Is the styling on the X FACTOR as “original” as the vocal talent it showcases? Quite frankly…no!

It’s that show that everyone watches on a Saturday night, and the guilty pleasure of one too many of us. A showcase of Britain and Ireland’s top vocal talent, The X Factor aims to create a super-shiny, sparkly star out of those who make the final cut. But it can most definitely be said that the person who comes off the stage at the end of the day is not the same person who stepped so anxiously onto it at their first audition- and not necessarily in a good way.

Image is a large part of the entertainment business, but it seems that the creation of image on The X Factor is becoming more and more uninspired, as the styles imposed are often tacky and reused year after year. Take last year’s winners; Little Mix- they were given a garish, uncool, hipsterey look and half a shaved head inspired by Skrillex. Compare this to this year’s Jade Ellis was given practically the exact same look consisting largely of ripped denim and colourful animal prints, in an attempt to create a “relaxed” look.
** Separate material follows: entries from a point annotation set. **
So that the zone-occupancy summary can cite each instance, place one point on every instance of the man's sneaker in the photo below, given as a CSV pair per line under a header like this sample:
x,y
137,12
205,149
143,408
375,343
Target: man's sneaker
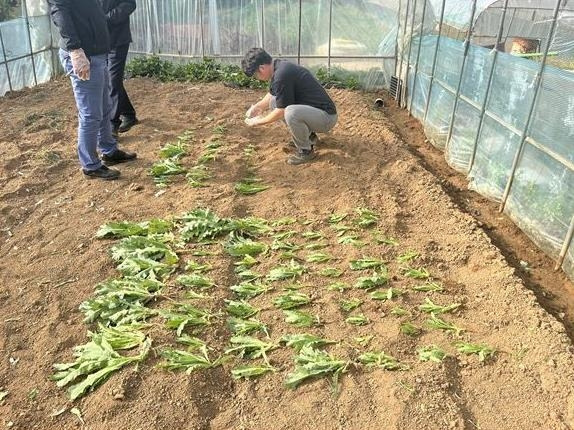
x,y
127,123
118,156
102,173
302,156
312,138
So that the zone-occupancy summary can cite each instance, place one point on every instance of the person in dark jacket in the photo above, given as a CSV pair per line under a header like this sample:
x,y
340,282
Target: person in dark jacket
x,y
118,18
294,96
84,47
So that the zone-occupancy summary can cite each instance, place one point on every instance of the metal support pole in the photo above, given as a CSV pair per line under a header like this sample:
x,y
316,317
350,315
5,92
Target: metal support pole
x,y
488,86
537,85
565,246
299,42
418,56
201,32
263,24
330,33
397,40
433,69
464,57
27,20
400,71
403,96
5,60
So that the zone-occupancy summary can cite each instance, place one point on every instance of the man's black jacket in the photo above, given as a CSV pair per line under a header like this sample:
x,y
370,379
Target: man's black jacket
x,y
82,24
118,17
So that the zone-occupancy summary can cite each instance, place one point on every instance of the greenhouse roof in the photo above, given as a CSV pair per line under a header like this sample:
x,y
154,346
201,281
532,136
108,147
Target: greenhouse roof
x,y
457,12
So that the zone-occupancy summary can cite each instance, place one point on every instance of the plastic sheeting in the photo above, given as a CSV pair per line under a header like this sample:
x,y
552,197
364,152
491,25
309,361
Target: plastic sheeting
x,y
26,48
504,115
357,35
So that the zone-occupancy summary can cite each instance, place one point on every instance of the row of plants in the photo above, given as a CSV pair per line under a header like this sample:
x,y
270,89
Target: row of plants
x,y
158,288
209,70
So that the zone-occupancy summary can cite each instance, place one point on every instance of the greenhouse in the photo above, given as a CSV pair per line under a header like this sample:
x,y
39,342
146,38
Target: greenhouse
x,y
392,248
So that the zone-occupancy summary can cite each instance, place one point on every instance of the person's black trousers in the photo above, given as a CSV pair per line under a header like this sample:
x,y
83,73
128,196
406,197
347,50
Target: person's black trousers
x,y
121,104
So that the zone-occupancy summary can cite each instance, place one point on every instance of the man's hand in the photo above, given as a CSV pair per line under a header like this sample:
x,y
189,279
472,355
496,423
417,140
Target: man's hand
x,y
253,111
80,64
252,122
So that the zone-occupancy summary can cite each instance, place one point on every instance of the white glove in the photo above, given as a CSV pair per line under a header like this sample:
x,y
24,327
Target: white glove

This does not appear to be a one-off for the styling team of the show, but it appears to be consistent in the different categories: last week during the live performances, Jahmene Douglas could have been mistaken for last year’s runner-up Marcus Collins in an outfit made up of colourful matching trousers and bow-tie and a shirt and blazer- I think it is fair to point out that in the male department, the days of gaudy geek-chic are long-gone.

For a show that aims to propel hopeful musicians into their careers, it seems quite unfair that they should be held back by the poor fashion choices made for them. At the moment there is little effort to retain what was original and individual about the contestants, but whilst the acts need to be injected with glitz and glamour for the purposes of television as well as for personal confidence, there is a fine line between a make-over and a take-over. The X Factor is unfortunately guilty of the latter by stripping what made an act likeable and tying a factory label around their ankles. I hope that most people would agree that the show requires rejuvenation and freshening up in the fashion department because ‘fresh’ is what we were all attracted to in the first place; vocally and visually.